BioWorld International Correspondent

LONDON - A discovery by researchers in the Netherlands has forced a rethinking of the scientific dogma relating to how cancer cells differ from normal cells. Put simply, cancer cells are less protected than normal cells against uncontrolled proliferation, and the new research describes a novel strategy by which cancer cells can evade the normal controls.

Ultimately, the finding could lead to new ways of making cancer drugs more effective.

Hein te Riele, head of the division of molecular biology at The Netherlands Cancer Institute in Amsterdam, told BioWorld International: "As a general principle, cell cycle checkpoints protect normal cells from uncontrolled proliferation, and cancer cells have lost those checkpoints. We have now described a new and previously unknown checkpoint, which may contribute to finding improved therapies for cancer."

The work is described in the Dec. 12, 2005, issue of Cancer Cell in a paper titled "Mitogen requirement for cell cycle progression in the absence of pocket protein activity."

Te Riele and his colleagues were investigating the processes that led to the arrest of cell division in cells in culture. Such cells normally need growth factors, supplied in the growth medium. Without those growth factors, the cells arrest at the G1 checkpoint.

If growth factors are present, conversely, the cells enter S phase of cell division and begin synthesizing DNA.
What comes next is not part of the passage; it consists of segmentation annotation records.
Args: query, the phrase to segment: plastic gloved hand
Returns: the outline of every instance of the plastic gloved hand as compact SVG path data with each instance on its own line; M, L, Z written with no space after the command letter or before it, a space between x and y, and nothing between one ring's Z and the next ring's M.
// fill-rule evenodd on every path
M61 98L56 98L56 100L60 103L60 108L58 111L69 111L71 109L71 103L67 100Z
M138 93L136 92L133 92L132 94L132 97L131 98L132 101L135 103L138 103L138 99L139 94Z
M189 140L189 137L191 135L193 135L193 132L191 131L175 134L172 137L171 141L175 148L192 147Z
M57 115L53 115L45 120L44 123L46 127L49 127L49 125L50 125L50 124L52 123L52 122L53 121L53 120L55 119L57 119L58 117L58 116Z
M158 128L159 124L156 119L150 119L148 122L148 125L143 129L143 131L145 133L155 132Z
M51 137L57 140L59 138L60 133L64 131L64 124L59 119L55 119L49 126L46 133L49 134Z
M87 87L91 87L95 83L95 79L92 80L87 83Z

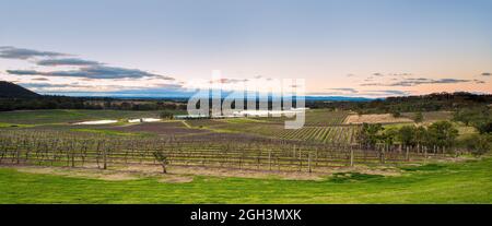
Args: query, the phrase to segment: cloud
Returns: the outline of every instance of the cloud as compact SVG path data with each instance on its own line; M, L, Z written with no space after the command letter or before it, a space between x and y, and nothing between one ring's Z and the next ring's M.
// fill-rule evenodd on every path
M12 46L1 46L0 47L0 58L7 58L7 59L21 59L26 60L34 57L61 57L67 56L65 53L60 52L54 52L54 51L38 51L33 49L22 49L22 48L15 48Z
M355 88L327 88L327 90L330 90L330 91L341 91L341 92L348 92L348 93L359 93Z
M9 74L14 75L44 75L44 76L65 76L65 78L85 78L85 79L140 79L159 78L162 80L174 80L169 76L153 74L138 69L124 69L116 67L84 67L71 71L50 71L42 72L35 70L7 70Z
M365 91L365 95L398 95L398 96L405 96L409 95L410 93L407 91L395 91L395 90L380 90L380 91Z
M46 79L46 78L35 78L35 79L33 79L34 81L49 81L48 79Z
M417 86L422 84L453 84L471 82L471 80L458 80L458 79L440 79L431 80L424 78L406 79L395 83L363 83L362 86Z
M38 66L101 66L103 63L78 58L44 59L36 62Z

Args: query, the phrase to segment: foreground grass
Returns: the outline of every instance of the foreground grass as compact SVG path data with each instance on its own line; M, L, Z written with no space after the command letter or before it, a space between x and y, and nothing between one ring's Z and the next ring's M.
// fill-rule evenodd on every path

Te Riele's group, and others, already had shown that for the G1 checkpoint to operate, the cells need three proteins, all members of the retinoblastoma protein family. Scientists predicted that cells that did not have these three proteins would proceed to synthesize their DNA independently of growth factors and progress through the cycle of cell division.
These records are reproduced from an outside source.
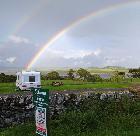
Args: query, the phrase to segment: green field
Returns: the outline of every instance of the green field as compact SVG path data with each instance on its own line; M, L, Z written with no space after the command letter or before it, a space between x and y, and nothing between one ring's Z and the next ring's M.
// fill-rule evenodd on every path
M64 85L54 87L51 85L53 81L63 82ZM63 90L79 90L79 89L96 89L96 88L128 88L133 84L139 84L140 79L133 79L133 82L123 80L119 82L86 82L76 80L42 80L42 88L47 88L50 91L63 91ZM0 83L0 93L19 93L15 90L15 83Z

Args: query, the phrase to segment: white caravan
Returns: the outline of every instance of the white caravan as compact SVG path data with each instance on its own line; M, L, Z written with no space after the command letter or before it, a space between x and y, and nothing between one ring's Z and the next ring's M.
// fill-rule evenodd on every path
M40 72L22 71L17 72L16 87L20 90L30 90L30 88L41 88Z

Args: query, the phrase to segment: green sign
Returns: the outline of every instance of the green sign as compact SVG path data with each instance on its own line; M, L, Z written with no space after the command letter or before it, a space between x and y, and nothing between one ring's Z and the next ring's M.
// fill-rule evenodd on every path
M49 90L32 89L33 103L35 105L36 133L39 136L48 136L47 133L47 115L49 108Z

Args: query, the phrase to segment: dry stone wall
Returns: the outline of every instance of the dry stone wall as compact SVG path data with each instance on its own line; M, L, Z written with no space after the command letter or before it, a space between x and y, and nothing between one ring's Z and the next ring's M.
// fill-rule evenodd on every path
M116 93L115 90L107 89L104 94L95 94L96 90L81 90L81 91L64 91L50 93L50 117L54 118L64 112L70 106L78 107L78 104L83 99L94 95L99 99L119 98L122 94L132 96L127 89L122 89ZM118 90L116 90L118 91ZM13 94L0 95L0 128L21 124L27 121L34 120L35 107L32 102L32 94Z

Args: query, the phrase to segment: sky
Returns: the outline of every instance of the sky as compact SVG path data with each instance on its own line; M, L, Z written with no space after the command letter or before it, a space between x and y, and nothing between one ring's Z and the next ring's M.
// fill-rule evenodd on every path
M0 68L26 67L62 30L30 68L140 66L140 0L0 0Z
The work reported in Cancer Cell, however, showed that this is not the case. Instead, while cells do indeed pass through the S phase and enter the G2 phase, they subsequently die.
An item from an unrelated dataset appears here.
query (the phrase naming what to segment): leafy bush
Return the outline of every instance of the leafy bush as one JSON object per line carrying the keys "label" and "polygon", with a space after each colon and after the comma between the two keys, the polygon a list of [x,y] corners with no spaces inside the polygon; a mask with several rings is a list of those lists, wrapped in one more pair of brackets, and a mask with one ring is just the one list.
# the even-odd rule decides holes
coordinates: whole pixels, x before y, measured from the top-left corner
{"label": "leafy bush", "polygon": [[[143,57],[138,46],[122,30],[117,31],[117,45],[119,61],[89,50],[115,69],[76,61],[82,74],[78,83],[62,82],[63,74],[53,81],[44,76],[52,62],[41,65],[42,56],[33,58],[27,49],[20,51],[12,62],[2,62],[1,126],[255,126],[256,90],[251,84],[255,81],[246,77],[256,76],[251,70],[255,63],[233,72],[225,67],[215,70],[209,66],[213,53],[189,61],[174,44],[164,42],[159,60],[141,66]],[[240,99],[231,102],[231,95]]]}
Graduate student Floris Foijer, first author on the Cancer Cell paper, decided to inactivate the pathway leading to apoptosis by overexpressing the protein BCL2 and thus modeling an event that also is frequently seen in human cancer. To his surprise, he found that the cells no longer die; instead they arrest their growth in the G2 phase.

The team has drawn two conclusions from that finding. "First," said te Riele, "this tells us that the idea that once cells have passed through the G1 checkpoint they continue to proliferate is not correct, because the cells arrest in G2. Secondly, our cells are apparently better protected from uncontrolled proliferation than we thought, because of this previously unnoticed checkpoint."

Experiments carried out by the Dutch team showed that two small molecules, called p21 and p27, inhibit the progression of the cell cycle through the G2 checkpoint, by inhibiting cyclins - particularly cyclins A and B1.

"As long as these cyclins are inactive," te Riele said, "the cells cannot pass through G2. We believe that, somehow, this inhibitory effect of p21 and p27 is at the heart of the mechanism that arrests cells in G2."

They also showed that the well-known tumor suppressor protein p53 plays a role in that mechanism. Loss of p53 reduces the levels of p21 and p27 and causes the G2 checkpoint to fail.

That finding provides a novel explanation for earlier observations that combined loss of the retinoblastoma proteins (abrogating the G1 checkpoint) and loss of p53 (abrogating the G2 checkpoint) accelerates tumor development.

"It was for a long time thought that loss of the G1 checkpoint was mandatory for the development of cancer, and this is still true," te Riele said. "But what we have shown is that loss of the G1 checkpoint alone is not sufficient for cancer to develop, because there is another checkpoint in G2. For cancer to develop, additional events are needed that remove the G2 checkpoint. Loss of p53 may be such an event."

In certain types of premalignant lesions, he added, the cells are arrested, and it is possible that they are arrested in the G2 phase of the cell cycle.

The team is planning follow-up studies in animal models to see if they can find evidence that loss of the G2 checkpoint turns such lesions into malignant tumors.